The authors investigate the stability radii for delay difference systems in infinite-dimensional spaces described by a linear difference equation of the form:
\[ x(t+ K+ 1)= A_0 x(t+ K)+ A_1 x(t+ K-1) +\cdots+ A_k x(t),\quad t,K\in\mathbb{N}, \] where \(A_i\in{\mathcal L}(X)\), \(i\in \overline K= \{0,1,\dots, K\}\) under arbitrary parameters of the form
\[ A_i\mapsto A_i+ \sum^N_{j=1} D_{ij}\Delta_{ij} E_{ij},\quad i\in\overline K \] and
\[ A_i\mapsto A_i+ \sum^N_{j=1} \delta_{ij} A_{ij},\quad i\in\overline K, \]

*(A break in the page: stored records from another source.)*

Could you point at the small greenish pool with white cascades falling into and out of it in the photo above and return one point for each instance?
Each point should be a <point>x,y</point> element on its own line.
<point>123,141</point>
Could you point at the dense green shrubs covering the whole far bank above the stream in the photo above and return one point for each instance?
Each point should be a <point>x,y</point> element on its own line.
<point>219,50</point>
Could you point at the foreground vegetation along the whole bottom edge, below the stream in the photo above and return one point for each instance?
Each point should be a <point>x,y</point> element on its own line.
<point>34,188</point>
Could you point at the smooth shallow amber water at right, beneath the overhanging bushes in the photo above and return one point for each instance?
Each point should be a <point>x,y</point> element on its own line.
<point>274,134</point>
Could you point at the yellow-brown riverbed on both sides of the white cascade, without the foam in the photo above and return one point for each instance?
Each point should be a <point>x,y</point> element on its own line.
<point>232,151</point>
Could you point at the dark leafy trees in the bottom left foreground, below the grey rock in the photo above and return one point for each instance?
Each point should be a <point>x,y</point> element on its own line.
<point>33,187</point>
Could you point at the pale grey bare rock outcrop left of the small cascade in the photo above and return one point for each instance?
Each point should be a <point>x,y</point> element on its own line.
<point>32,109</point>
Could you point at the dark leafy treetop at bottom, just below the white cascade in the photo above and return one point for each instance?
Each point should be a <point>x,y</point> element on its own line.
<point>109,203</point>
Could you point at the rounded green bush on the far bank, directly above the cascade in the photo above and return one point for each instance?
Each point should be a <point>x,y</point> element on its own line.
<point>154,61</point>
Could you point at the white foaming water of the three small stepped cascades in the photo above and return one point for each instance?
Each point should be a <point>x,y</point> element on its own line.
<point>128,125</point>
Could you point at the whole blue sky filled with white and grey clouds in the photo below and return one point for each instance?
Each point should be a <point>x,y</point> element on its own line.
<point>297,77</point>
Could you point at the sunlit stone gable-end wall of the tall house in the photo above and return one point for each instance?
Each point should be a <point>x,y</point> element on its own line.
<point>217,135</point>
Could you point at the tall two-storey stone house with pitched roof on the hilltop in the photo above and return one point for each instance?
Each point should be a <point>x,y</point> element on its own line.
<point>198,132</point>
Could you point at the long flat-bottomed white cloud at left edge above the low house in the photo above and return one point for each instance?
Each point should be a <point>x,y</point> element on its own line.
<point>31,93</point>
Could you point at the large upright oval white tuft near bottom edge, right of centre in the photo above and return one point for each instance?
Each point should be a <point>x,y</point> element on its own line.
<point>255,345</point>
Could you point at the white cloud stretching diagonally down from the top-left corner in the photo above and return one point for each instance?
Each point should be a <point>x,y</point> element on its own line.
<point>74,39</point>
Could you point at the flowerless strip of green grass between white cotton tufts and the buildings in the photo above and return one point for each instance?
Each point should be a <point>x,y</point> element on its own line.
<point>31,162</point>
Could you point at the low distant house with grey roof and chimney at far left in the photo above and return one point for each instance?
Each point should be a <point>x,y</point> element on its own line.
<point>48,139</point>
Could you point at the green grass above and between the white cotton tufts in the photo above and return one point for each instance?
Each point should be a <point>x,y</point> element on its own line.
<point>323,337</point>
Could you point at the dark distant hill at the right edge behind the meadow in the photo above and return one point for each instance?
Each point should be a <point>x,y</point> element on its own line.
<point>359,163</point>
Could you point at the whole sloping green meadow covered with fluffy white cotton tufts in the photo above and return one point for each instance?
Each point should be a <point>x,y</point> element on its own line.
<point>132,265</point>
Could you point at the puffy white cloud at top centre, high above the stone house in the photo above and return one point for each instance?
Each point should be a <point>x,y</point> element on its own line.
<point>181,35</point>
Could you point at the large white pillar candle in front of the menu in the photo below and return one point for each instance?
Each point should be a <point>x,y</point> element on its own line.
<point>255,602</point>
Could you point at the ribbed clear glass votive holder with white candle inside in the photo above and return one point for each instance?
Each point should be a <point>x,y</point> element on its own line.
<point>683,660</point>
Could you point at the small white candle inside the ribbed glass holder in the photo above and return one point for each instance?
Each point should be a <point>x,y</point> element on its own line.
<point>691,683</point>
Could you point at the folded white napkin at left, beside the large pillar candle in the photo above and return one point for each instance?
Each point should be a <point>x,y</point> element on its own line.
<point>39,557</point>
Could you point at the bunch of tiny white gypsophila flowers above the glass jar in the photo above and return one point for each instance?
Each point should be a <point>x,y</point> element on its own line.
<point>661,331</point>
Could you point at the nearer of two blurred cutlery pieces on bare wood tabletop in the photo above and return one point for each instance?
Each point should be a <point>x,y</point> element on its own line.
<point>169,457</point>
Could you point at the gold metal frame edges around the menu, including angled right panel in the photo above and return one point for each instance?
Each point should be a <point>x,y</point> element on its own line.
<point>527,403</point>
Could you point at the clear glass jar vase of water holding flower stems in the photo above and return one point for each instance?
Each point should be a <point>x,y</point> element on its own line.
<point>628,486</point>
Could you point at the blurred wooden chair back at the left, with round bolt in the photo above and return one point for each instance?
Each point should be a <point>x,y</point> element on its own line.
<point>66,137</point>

where \(D_{ij}\in{\mathcal L}(U_{ij}, X)\), \(E_{ij}\in{\mathcal L}(X, Y_{ij})\) and \(A_{ij}\in{\mathcal L}(X)\), \(i\in\overline K\), \(j\in\overline N= \{1,2,\dots, N\}\) are given operators defining the scaling and structure of the parameter uncertainties, and \(A_{ij}\in{\mathcal L}(Y_{ij}, U_{ij})\) and \(\delta_{ij}\) are, respectively, unknown operators and scalar representing parameter uncertainties.